On October 13, 2019, California Governor Gavin Newsom signed Assembly Bill (AB) 51 into law, banning most employment arbitration agreements in California starting January 1, 2020. This new law is expansive in scope but short on certainty, as it raises several questions and will likely face legal challenges.
What Does AB 51 Do?
AB 51 prohibits employers from requiring applicants, employees, and potentially independent contractors to waive any right, forum, or procedure established by the California Fair Employment and Housing Act and the Labor Code. The law applies to “contracts for employment entered into, modified, or extended on or after January 1, 2020.” The stated purpose of AB 51 is to ensure that any contract relating to those rights and procedures be entered into voluntarily and without coercion. Due to its particular placement in the Labor Code, violation of the law will constitute a misdemeanor.
Last year, then-Governor Jerry Brown vetoed a similar bill, AB 3080 (2018). In his veto message, he stated: “Since this bill plainly violates federal law, I cannot sign this measure.” Governor Brown did sign SB 1300 (2018), however, which, among other things, added section 12964.5 to the Government Code. That section contains language similar to this year’s AB 51, as it makes it unlawful for an employer to require that employees, as a condition of employment, waive their right to pursue a civil action for an alleged violation of the Fair Employment and Housing Act.
What About Preemption?
Generally, the Federal Arbitration Act, 9 U.S.C. § 1, et seq., (FAA) preempts state laws like AB 51 (and Government Code section 12964.5) that attempt to regulate and/or restrict arbitration agreements more strictly than other types of contracts. The U.S. Supreme Court has issued recent decisions that uphold the primacy of the FAA.

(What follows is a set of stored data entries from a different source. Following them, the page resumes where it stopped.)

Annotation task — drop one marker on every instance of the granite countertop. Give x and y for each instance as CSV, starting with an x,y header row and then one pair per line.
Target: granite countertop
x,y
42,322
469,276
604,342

AB 51, however, expressly states that it does not invalidate a written arbitration agreement that is otherwise enforceable under the FAA. Such statutory language is untested in California, and so the impact of this “savings clause” is difficult to predict at this time. Other questions also remain unanswered. For example, does a current agreement “extend” into 2020 if it is not abrogated by the parties prior to January 1?
Many in the labor and employment law field anticipate a successful legal challenge to AB 51 on the grounds that it is preempted by the FAA, which would eventually invalidate the law. Such a challenge could mean that the law’s validity may remain unsettled for some time.
Employers face difficult choices in the wake of AB 51. If existing arbitration programs are left unchanged, there is the risk of violation of the new law, which is in itself a misdemeanor. Employers could consider modifying their arbitration agreements to utilize either “opt-in” or “opt-out” clauses, but these options are also imperfect in the wake of the statute. Employers may also wish to consider supporting or joining a trade association or a coalition of like-minded businesses to mount a legal challenge to the law on FAA preemption grounds. The Supreme Court has consistently and uniformly invalidated state efforts such as this that interfere with FAA-governed arbitration agreements.
Due to the complexity of this issue and the wide variety of arbitration programs and agreements that are in effect and could be contemplated in California workplaces, businesses with operations in the Golden State should consult with competent employment law counsel before implementing arbitration agreements, or before modifying existing arbitration programs.